Cultura
quel prossimo facileda amare a distanza
riflessioni L'appassionata ricerca di Adriano Sofri
di Redazione
Èla parabola del Buon Samaritano l’incipit di Chi è il mio prossimo. Ma si tratta di uno spunto, di cui Sofri ribalta subito la prospettiva: già la annuncia il titolo, affermativo e non interrogativo come nel Vangelo.
Con una scrittura densa, il testo propone un caleidoscopio di suggestioni su questioni intorno alle quali Sofri gira da tempo: la domanda (appunto) su chi è il mio prossimo; lo scacco delle azioni umane, specialmente di quelle buone; il rapporto con le generazioni future; il rapporto tra libertà, peccato e pentimento. Un percorso implicitamente ed esplicitamente autobiografico («Non è di me che parla questo libro ma di tutti noi e della terra»), un appassionato spirito laico che rimanda ad una spiritualità che non passa inosservata.

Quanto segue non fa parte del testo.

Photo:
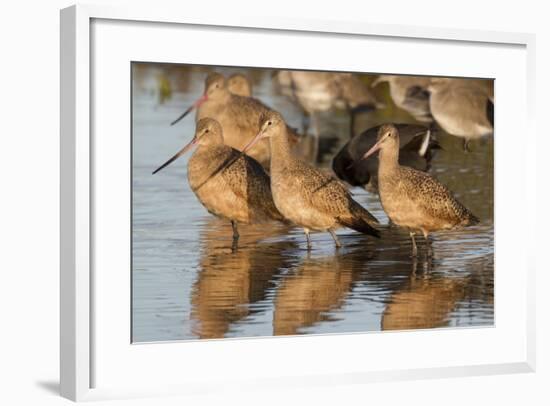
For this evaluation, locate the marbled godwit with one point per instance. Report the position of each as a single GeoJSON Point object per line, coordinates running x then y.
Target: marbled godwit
{"type": "Point", "coordinates": [316, 92]}
{"type": "Point", "coordinates": [411, 198]}
{"type": "Point", "coordinates": [240, 85]}
{"type": "Point", "coordinates": [238, 116]}
{"type": "Point", "coordinates": [229, 184]}
{"type": "Point", "coordinates": [462, 107]}
{"type": "Point", "coordinates": [409, 93]}
{"type": "Point", "coordinates": [303, 194]}
{"type": "Point", "coordinates": [415, 150]}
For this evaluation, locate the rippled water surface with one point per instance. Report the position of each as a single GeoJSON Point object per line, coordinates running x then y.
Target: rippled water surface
{"type": "Point", "coordinates": [189, 284]}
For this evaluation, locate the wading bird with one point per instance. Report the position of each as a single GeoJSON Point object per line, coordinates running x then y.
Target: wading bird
{"type": "Point", "coordinates": [228, 184]}
{"type": "Point", "coordinates": [238, 116]}
{"type": "Point", "coordinates": [415, 150]}
{"type": "Point", "coordinates": [413, 199]}
{"type": "Point", "coordinates": [463, 107]}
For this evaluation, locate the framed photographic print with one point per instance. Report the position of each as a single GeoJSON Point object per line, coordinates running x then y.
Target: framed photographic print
{"type": "Point", "coordinates": [266, 215]}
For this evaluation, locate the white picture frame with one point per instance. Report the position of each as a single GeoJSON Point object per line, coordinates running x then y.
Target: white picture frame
{"type": "Point", "coordinates": [78, 351]}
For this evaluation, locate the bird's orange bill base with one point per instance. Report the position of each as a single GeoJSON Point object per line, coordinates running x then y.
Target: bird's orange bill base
{"type": "Point", "coordinates": [195, 105]}
{"type": "Point", "coordinates": [180, 153]}
{"type": "Point", "coordinates": [252, 142]}
{"type": "Point", "coordinates": [371, 151]}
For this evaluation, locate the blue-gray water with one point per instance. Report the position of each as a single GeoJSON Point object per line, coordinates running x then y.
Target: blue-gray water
{"type": "Point", "coordinates": [189, 284]}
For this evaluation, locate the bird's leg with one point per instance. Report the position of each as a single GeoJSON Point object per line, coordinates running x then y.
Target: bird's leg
{"type": "Point", "coordinates": [316, 136]}
{"type": "Point", "coordinates": [415, 250]}
{"type": "Point", "coordinates": [429, 252]}
{"type": "Point", "coordinates": [306, 231]}
{"type": "Point", "coordinates": [335, 238]}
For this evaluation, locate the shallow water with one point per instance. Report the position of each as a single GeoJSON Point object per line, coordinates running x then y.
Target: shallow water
{"type": "Point", "coordinates": [189, 284]}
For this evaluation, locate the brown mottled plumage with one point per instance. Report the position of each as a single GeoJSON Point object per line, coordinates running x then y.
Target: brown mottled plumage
{"type": "Point", "coordinates": [415, 150]}
{"type": "Point", "coordinates": [239, 84]}
{"type": "Point", "coordinates": [238, 116]}
{"type": "Point", "coordinates": [229, 184]}
{"type": "Point", "coordinates": [303, 194]}
{"type": "Point", "coordinates": [411, 198]}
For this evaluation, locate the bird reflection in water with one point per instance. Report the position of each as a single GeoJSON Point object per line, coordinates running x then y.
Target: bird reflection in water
{"type": "Point", "coordinates": [428, 301]}
{"type": "Point", "coordinates": [231, 281]}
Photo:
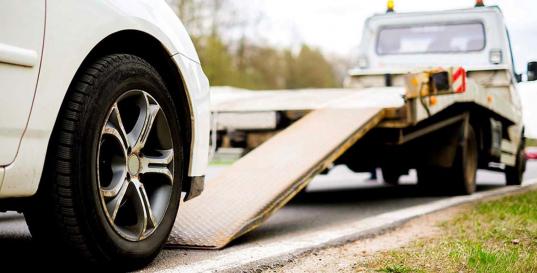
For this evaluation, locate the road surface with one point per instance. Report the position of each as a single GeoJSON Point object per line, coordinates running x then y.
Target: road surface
{"type": "Point", "coordinates": [333, 199]}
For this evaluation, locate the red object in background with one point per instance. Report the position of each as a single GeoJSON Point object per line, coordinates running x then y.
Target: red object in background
{"type": "Point", "coordinates": [459, 80]}
{"type": "Point", "coordinates": [531, 153]}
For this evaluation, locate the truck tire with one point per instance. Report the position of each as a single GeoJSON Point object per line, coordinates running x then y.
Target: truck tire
{"type": "Point", "coordinates": [111, 187]}
{"type": "Point", "coordinates": [391, 176]}
{"type": "Point", "coordinates": [460, 179]}
{"type": "Point", "coordinates": [514, 175]}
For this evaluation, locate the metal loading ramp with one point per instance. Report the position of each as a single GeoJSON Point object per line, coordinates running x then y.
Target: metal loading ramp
{"type": "Point", "coordinates": [257, 185]}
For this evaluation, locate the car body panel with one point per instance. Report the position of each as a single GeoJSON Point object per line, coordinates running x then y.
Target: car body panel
{"type": "Point", "coordinates": [72, 31]}
{"type": "Point", "coordinates": [21, 42]}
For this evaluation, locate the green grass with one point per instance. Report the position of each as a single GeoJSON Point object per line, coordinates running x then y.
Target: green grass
{"type": "Point", "coordinates": [497, 236]}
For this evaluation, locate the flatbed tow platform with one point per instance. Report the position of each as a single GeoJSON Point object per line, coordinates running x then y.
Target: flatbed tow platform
{"type": "Point", "coordinates": [257, 185]}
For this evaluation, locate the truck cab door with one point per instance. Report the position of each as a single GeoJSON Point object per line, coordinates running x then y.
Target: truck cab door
{"type": "Point", "coordinates": [22, 27]}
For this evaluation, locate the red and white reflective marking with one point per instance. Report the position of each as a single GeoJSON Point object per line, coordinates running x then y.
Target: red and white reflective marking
{"type": "Point", "coordinates": [459, 80]}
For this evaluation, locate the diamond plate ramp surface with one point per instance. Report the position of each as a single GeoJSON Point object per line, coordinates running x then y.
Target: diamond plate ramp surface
{"type": "Point", "coordinates": [249, 191]}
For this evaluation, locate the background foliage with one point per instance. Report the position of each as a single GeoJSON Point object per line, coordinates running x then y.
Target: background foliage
{"type": "Point", "coordinates": [231, 58]}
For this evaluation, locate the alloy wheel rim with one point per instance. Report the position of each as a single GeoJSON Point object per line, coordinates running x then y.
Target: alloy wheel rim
{"type": "Point", "coordinates": [135, 165]}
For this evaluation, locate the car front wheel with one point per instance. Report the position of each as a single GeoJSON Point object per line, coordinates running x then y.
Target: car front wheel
{"type": "Point", "coordinates": [112, 181]}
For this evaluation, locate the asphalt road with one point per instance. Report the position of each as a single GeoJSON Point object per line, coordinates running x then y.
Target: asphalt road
{"type": "Point", "coordinates": [333, 199]}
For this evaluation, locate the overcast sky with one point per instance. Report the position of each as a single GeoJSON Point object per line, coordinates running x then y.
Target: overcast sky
{"type": "Point", "coordinates": [335, 25]}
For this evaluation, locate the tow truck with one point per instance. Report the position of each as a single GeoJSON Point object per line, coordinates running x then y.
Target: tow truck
{"type": "Point", "coordinates": [433, 91]}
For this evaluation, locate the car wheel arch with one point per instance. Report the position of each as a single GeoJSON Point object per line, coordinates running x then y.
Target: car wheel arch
{"type": "Point", "coordinates": [126, 42]}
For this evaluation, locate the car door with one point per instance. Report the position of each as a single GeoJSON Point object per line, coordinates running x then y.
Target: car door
{"type": "Point", "coordinates": [22, 26]}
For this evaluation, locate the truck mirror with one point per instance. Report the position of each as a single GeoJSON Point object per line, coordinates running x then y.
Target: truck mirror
{"type": "Point", "coordinates": [532, 71]}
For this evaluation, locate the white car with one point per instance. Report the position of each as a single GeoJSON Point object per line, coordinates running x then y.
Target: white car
{"type": "Point", "coordinates": [104, 122]}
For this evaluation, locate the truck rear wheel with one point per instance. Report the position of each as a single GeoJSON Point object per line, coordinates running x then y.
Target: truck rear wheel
{"type": "Point", "coordinates": [458, 179]}
{"type": "Point", "coordinates": [462, 175]}
{"type": "Point", "coordinates": [515, 174]}
{"type": "Point", "coordinates": [391, 175]}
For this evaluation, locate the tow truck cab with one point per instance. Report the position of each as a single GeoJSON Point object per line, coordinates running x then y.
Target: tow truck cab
{"type": "Point", "coordinates": [395, 44]}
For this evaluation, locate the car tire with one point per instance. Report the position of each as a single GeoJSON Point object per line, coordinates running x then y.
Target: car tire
{"type": "Point", "coordinates": [109, 194]}
{"type": "Point", "coordinates": [514, 175]}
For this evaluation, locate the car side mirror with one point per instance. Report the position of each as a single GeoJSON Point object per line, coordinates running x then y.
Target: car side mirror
{"type": "Point", "coordinates": [532, 71]}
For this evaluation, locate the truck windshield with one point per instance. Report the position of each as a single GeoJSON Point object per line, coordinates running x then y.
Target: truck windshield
{"type": "Point", "coordinates": [438, 38]}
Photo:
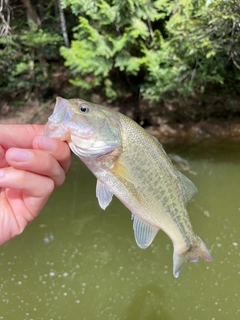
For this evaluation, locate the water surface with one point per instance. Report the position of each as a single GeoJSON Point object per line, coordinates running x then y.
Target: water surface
{"type": "Point", "coordinates": [76, 261]}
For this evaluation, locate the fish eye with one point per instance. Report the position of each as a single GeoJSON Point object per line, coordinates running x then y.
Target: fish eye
{"type": "Point", "coordinates": [84, 108]}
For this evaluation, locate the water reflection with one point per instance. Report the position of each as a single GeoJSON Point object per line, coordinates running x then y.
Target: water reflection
{"type": "Point", "coordinates": [77, 261]}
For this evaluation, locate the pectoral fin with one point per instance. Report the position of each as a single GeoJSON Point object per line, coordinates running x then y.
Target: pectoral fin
{"type": "Point", "coordinates": [103, 194]}
{"type": "Point", "coordinates": [144, 232]}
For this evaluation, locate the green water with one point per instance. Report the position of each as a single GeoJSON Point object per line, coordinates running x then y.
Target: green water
{"type": "Point", "coordinates": [76, 261]}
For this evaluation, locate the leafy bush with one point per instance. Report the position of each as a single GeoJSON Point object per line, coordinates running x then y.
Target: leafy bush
{"type": "Point", "coordinates": [109, 42]}
{"type": "Point", "coordinates": [27, 53]}
{"type": "Point", "coordinates": [163, 48]}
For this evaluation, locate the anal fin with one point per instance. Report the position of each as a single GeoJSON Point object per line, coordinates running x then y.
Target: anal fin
{"type": "Point", "coordinates": [103, 194]}
{"type": "Point", "coordinates": [144, 232]}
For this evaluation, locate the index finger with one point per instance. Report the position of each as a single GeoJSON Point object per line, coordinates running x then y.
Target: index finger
{"type": "Point", "coordinates": [19, 135]}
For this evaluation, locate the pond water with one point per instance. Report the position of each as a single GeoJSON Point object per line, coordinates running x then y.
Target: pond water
{"type": "Point", "coordinates": [76, 261]}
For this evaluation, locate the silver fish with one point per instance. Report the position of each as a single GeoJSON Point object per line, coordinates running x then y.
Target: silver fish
{"type": "Point", "coordinates": [131, 164]}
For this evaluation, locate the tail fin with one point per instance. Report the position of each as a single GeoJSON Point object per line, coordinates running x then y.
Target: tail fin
{"type": "Point", "coordinates": [198, 249]}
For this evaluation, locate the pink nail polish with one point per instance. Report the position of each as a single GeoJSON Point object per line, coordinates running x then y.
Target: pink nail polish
{"type": "Point", "coordinates": [2, 173]}
{"type": "Point", "coordinates": [20, 155]}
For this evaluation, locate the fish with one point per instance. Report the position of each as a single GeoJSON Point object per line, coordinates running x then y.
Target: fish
{"type": "Point", "coordinates": [131, 164]}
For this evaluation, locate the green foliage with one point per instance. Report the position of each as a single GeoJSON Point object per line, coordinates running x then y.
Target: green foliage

Per chi, come me, opera nel campo della tutela dell’infanzia abbandonata e di adozioni internazionali, la riflessione è stimolante. Quante volte mi è più ovvio amare il bambino lontano rispetto alla coppia di genitori adottivi che ho vicina! Già, perché il prossimo non si sceglie. E ancora la divaricazione tra un afflato verso l’amore universale (l’insuperabile frustrazione di Alex Langer) e la scelta tra un prossimo concreto e quindi limitato (la contabilità dell’amore possibile di don Milani).
La generosità dell’adozione a distanza, cioè di bambini distanti nello spazio, non rischia di compensarsi con «un’avarizia, una dissociazione dalla sofferenza vicina del nostro prossimo», si chiede Sofri? E c’è anche la distanza nel tempo: 15mila generazioni prima di noi e questa è quella che, per la prima volta, può essere l’ultima. Prima o poi qualcuno raccoglierà offerte anche per le adozioni «a distanza di tempo».
Chiude Sofri con il Figlio Prodigo, in polemica con Ratzinger sul punto di vista da assumere: non quello del figlio fedele, ma quello del figlio che liberamente va via di casa, sperpera, conosce il mondo e, pentitosi, torna a casa. Il padre ha un debole per il figlio ribelle, perché «Dio (l’uomo) l’ha creato così: peccatore e capace di tornare a casa». In attesa di tornare a casa, Sofri (io, noi) è alla ricerca di ciò che può dare il senso al nostro girovagare: «Ogni pensiero, ogni gesto che coltivi la vita oltre la nostra vita». Le strade degli uomini s’incontrano, alla fine, nella stessa casa.